Recommended ELK + PHP "topology" & how to set variable type from within PHP?

RVN_BR · May 18, 2015, 3:45pm

Hi, I have a two-fold question. I will try to keep it as simple as possible. I have searched a lot and found examples in both ways, but still havent found any pros/cons to be decisive?

Objective:

Multi-server system, with multiple physical and virtual setups.
Centrailize metrics and logs from several applications and system applications into ELK stack.
Log app events and metrics from within our own application. This is mostly php-based. We are using Monolog logging class.

Questions:
1 - Should we use a centralized Redis instance (with high availability/failover) as a log collector? (PHP>Redis>Logstash>ES) Would other apps such as system apps also feed into Redis?
1b - should I ditch redis in favor of a local logstash-forwarder on each host to hold the logs and fwd to another central host?
Basically App writes to Redis, Logstash Reads from Redis, writes to ES, or App wirtes to Logstash. Logstash-fwd writes to Logstash (centralized)> Logstash (centralized) writes to ES... What is the most common architecture? We have Redis experience inhouse, and use it a lot, but I dont want to add moving parts unless its a good idea. I was told the Redis layer is a way of protecting against dataloss, but if I have logstash-fwd on each instance, I understand logstahs-fwd will also hold the logs until the logstash(centralized/aggregator) is back up?

and

2 - what is the correct way of setting the type for the entry from within the PHP app? I tried modifying the logstash input to something like type => [fields][ctxt_event] or type => [ctxt_event] the former fails on startup, the latter gives me a fixed type with the string 'ctxt_event'... When I ommit this i'm getting all types='logs' which I'm not setting anywhere... (at least not advertently). I guess this may also be partly a monolog implementation issue but maybe not?

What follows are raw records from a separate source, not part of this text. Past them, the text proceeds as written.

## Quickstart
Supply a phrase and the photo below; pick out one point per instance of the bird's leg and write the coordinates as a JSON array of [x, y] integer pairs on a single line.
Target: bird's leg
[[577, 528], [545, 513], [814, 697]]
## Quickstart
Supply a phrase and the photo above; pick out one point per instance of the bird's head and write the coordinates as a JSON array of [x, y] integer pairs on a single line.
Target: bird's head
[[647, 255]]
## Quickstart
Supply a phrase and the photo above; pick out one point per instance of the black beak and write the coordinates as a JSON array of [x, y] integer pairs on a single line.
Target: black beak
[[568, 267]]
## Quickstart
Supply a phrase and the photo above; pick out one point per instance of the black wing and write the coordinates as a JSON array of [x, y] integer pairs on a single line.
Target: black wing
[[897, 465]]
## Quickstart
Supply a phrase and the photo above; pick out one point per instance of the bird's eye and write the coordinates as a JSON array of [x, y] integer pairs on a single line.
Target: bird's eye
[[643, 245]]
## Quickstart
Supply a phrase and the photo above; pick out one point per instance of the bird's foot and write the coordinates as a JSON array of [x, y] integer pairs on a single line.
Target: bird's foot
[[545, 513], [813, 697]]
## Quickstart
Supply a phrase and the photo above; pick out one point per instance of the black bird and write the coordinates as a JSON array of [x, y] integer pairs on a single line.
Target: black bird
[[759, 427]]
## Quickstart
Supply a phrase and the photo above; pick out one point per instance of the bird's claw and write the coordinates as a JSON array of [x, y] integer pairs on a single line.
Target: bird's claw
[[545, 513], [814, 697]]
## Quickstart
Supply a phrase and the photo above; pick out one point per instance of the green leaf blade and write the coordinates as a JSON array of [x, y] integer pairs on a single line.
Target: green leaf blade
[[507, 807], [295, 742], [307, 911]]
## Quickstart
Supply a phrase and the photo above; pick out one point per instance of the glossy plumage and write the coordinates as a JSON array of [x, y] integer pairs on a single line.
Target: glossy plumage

Thanks for all help. If you have just articles or refrences from ppl who have gone down this line that would be a great response too... I've just not really found a lot of info, and a lot of it is quite old in what I find...

warkolm · May 18, 2015, 9:08pm

Up to you, I wouldn't as you are then locked into that method unless you make a code change. Outputting to TCP or even file gives you better flexibility.
Another one that's up to you. Having a broker of some sort in the pipeline is handy though.
The type of logs is default to LS and you can only ever set one _type value in ES, it is not an array. I don't know how to do that in PHP, but if you want multiple values then you probably want to use tags, not types.

RVN_BR · May 18, 2015, 9:29pm

When I meant multiple types it wasnt multiple per log entry, it was one per log entry, but as a way of filtering data... I may keep all PHP-generated data in one type, hoewver, or make 1 large per-app type instead, and do further filtering on some other field such as "eventcode" or something. Are there things we can do based on _type that one cannot do based on other fields?

My thinking is using Logstash on each server, outputting to a central redis node (or multiple nodes/cluster), and then one or more logstash indexers reading inputs from redis.

So the log "collectors" would all be inputting from multiple sources (such as syslogs, other files, etc) and outputting into Redis. The log Indexers would be Inputting from Redis, doing whatever filtering may be suitable (should filtering be going on in the collectors instead? my thinking here is to relieve heavy lifting from my "web nodes"), and Outputting to the ES cluster.

In the above scenario, The PHP app can output direct to Redis (using the monolog library+logstash handler) or to the local host through udp or tcp? not sure what would be best from a performance point of view? If all filtering is going on in the indexer nodes, going from PHP straight to the Redis "broker" may be the best? I have found very few references online abt ppl using PHP+Redis+ELK... The examples I found are writing straight to Redis as far as I am able to tell... but I suppose I could define the localhost as a logstash and write to that instead, and have the localhost forward those too... I'm unsure if its "one more stop" (php-to-logstashfwd + logstashfwd-to-redis vs php-to-redis) or it would be much quicker to just add that local writing...

Thanks for your input once again.

warkolm · May 20, 2015, 8:10am

You're better off filtering after putting into redis, that way you keep the collection part of the chain super simple and fast, and you can scale the indexing/filtering part very easily.

How you get to redis is, again, up to you. But testing a few things would definitely be a good idea.